Grow Your Own Way

09-Mar-2016 06:00:00

Growing your own autumn veggies is satisfying and tastyCreating vegetable gardens has grown in popularity in recent years (‘scuse the pun), and the great news is, starting a vegetable garden is actually pretty easy, not to mention very rewarding having a source of growing your own food.

So, given Autumn is now upon us, why not get started on creating your very own winter vegetable garden? Here’s an easy ‘how to’ to get you on your way…

Getting started

As rainfall increases during winter, having ample drainage for your garden is essential. Raised gardens are best for combating a water-logged vege patch, however, if a garden centre kitset is a little out your price-range, simply ensuring your soil is exposed to as much light as possible, could just do the trick.

Raised gardens combat waterlogged vege patches

Preparation

Now’s the time to start removing all those summer plants that are no longer producing and giving the soil a good dig and mix through. If you can add a soil-enriching compost and/or blood and bone, even better.

Removing summer vegetables and adding blood and bone mix

 What to plant

Whilst there are a myriad of options as to what you can plant in your vegetable garden, here are a few of our favourite easy-to-grow veges to get you started… 

  • Broccoli
  • Cabbage
  • Carrots
  • Celery
  • Cauliflower
  • Kale
  • Peas
  • Parsnips
  • Rhubarb
  • Silverbeet
  • Spinach

Potting out your seedlings

Maintenance

With plenty of rain and less vege-eating pests during winter, maintence of your garden is, thankfully, reduced. Applying pea straw to your garden is a great idea as it’s quick and easy to lay, keeps the root zone of your winter plants warm, and keeps the weeds at bay. The pea straw eventually breaks down, further enriching the soil with organic matter.

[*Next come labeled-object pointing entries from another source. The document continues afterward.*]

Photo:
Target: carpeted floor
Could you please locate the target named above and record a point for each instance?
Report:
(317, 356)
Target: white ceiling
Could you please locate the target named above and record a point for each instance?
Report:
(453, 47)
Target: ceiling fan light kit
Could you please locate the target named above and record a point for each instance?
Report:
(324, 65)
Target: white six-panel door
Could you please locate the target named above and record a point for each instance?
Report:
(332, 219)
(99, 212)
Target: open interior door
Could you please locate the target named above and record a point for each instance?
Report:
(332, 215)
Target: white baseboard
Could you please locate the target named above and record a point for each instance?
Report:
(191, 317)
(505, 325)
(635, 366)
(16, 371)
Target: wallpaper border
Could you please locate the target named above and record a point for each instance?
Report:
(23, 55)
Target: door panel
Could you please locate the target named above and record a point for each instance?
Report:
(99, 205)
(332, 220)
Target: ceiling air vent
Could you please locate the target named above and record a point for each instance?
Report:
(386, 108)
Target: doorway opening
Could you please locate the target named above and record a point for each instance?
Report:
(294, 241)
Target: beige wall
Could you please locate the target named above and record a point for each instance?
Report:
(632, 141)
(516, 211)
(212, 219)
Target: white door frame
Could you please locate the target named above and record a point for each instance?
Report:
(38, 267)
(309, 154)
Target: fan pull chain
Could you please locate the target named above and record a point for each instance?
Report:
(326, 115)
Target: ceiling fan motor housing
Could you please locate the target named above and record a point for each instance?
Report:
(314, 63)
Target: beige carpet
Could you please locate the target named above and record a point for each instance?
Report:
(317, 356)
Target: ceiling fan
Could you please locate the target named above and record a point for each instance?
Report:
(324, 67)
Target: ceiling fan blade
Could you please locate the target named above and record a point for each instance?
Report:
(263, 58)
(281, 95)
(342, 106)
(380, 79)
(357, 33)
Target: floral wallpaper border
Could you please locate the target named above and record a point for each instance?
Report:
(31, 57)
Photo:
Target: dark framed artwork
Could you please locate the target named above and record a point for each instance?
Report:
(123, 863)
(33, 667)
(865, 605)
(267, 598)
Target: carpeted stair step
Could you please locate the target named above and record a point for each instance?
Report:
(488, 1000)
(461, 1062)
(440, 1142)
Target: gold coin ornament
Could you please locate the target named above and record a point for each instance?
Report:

Pea straw: mulch and protection against first frosts

Quick Tip: While slug-baiting is often recommended, do opt for something that’s not harmful to children and animals. You can even do a little ‘investigoogling’ to find some natural pest preventatives that you can make yourself. Baking soda mixed with water (one teaspoon of baking soda to 1.5L of water) is very effective. Another little gem if you have a planter box – run a line of copper tape around the outside of the box and snails will not pass over the tape.

Now get planting and enjoy reaping the benefits of creating your very own winter vegetable garden.